Você está se sentindo incapaz de conquistar
outras pessoas ou achando a pessoa com a qual você convive areia demais pro seu
caminhão? Previna-se, pois muito crime passional foi praticado por essa razão.
É aquele homem mais velho que teme não conseguir outra mulher tão jovem e
graciosa quanto a sua, é aquela mulher que teme algo equivalente.
O outro está crescendo mais do que você, você
está ficando para trás e, por mais que haja advertências, você permanece sem
pique? Isso pode ser na área sexual, na beleza das emoções, na capacidade de
jogar os infinitos jogos que o amor propõe, na disposição a se renovar, a
abandonar rígidos valores. Afora a área profissional, é claro.
A pessoa com quem você convive está mais
preparada para o que der e vier do que você? Você acha que ela sentirá, no caso
de uma separação, menos dor? Atenção a esse detalhe, pois nada nos deixa mais
infelizes do que percebermos a felicidade nos olhos daquela pessoa que não
vive mais conosco.
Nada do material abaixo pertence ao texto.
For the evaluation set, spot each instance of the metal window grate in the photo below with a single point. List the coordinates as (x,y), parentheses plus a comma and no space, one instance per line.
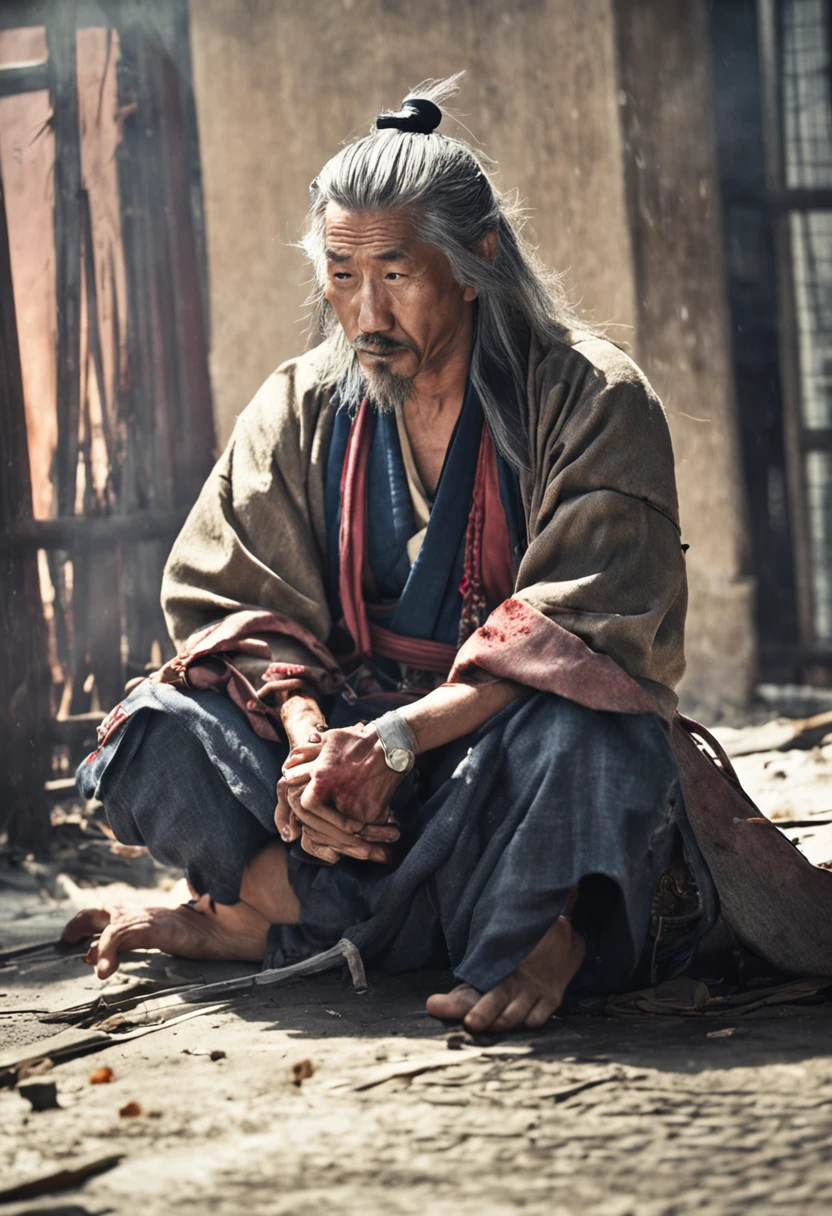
(805,172)
(805,94)
(811,270)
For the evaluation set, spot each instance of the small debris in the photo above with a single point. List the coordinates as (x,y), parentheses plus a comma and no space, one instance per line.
(457,1040)
(41,1095)
(302,1071)
(37,1069)
(63,1180)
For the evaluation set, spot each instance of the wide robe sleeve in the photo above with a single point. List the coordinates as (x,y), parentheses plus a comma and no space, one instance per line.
(605,562)
(256,536)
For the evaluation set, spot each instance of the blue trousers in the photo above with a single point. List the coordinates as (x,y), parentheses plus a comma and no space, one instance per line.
(498,828)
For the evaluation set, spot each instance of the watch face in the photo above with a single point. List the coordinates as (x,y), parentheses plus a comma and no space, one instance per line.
(399,759)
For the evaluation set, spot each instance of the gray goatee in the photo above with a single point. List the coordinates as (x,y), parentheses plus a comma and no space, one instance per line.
(387,389)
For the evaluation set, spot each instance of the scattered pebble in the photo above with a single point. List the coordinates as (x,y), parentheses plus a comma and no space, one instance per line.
(40,1095)
(302,1071)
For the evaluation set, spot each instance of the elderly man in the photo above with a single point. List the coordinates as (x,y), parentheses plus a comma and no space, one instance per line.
(433,594)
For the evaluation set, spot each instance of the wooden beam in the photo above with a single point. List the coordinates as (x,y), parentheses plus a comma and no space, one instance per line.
(63,88)
(24,676)
(17,78)
(77,533)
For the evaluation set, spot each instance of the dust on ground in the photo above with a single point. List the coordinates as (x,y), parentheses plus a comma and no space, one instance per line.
(312,1097)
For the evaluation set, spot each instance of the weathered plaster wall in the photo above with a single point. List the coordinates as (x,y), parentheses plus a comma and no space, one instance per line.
(597,111)
(281,83)
(682,331)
Isso poderá mais adiante deixar qualquer um enlouquecido de
saudade e de ciúmes.
Quem mata, mata porque admite viver sem
aquele que um dia foi o seu amor. Mas não com ele vivo, feliz nos braços de um
outro alguém. Nada incendeia mais a infelicidade em fúria do que a felicidade
daquele que nos deixou. Prefere-se ele morto do que cheio de vida, amando e
fazendo amor com seu novo amor. Há no desespero que mata não só amor ferido. Há
também vaidade ferida, orgulho ferido, narcisismo ferido, auto-estima ferida.
Como ninguém sabe o que pode sentir em
determinadas rupturas bruscas de relação, é melhor prevenir do que remediar.
Muita gente mata, não porque ame tanto assim; mata é porque não agüenta a
sensação de derrota no jogo do amor, ou melhor, na queda-de-braço do amor. Para
não ver o outro ganhar, prefere matar.
O melhor é não
negar os fatos. Na queda-de-braço do amor a pessoa com quem você convive está
levando a melhor, está passando a sensação de que poderia viver sem você melhor do que você sem ela? Então, vá abrindo seus olhos
para outras pessoas do mundo, porque nada alivia mais a perda de um amor do que
o aparecimento de um novo amor. Ou, pelo menos, a possibilidade desse
aparecimento. Pense no motivo por que essa pessoa o está deixando, por que ela
já não gosta tanto quanto antes de você e por que você cada dia se liga mais a
ela. Estará ela representando seus sonhos de conquista profissional? Se
estiver, ao invés de ir vivendo através dela, se realizando através dela, comece
imediatamente a ir à luta, a investir no lugar certo. E o lugar certo não é no
amor a essa pessoa, é no campo profissional mesmo. Estará essa pessoa passando
à sua frente no pique
sexual, afetivo e na capacidade de viver só? Ao invés de aumentar sua paixão
por ela, invista sua paixão no lugar certo: na sua sexualidade, no seu pique
afetivo e na sua independência.
Se você
já tentou tudo e não adiantou, se você já se sente ingressando na perigosa
região das emoções assassinas, busque imediatamente auxílio médico. Eu sei que
é difícil, que o orgulho não deixa, que a pessoa não sai da cabeça. Mas, se
necessário for, tome tranqüilizantes e busque
até uma internação. Trancafie-se em algum lugar de que você não possa sair
movido por seus impulsos em fúria. Interdite-se, ponha-se em alguma espécie de
prisão, para não ter de ir mais
tarde
para a prisão. Um psiquiatra pode fazer isso por você. Se não dá mais para se segurar pelas próprias
forças, segure-se auxiliado por forças externas.
Digo isso porque se não existe bem
que sempre dure, também não existe mal que nunca desapareça. E você verificará
que é perfeitamente possível viver longe daquela pessoa. Provavelmente
descobrirá até que pode viver melhor sem ela do que com ela. Afinal, o
relacionamento já não estava tão bem assim. E é justamente o reconhecimento da
falência do relacionamento que pode afastar das pessoas emoções que,
desenfreadas, um dia podem se tornar verdadeiramente assassinas.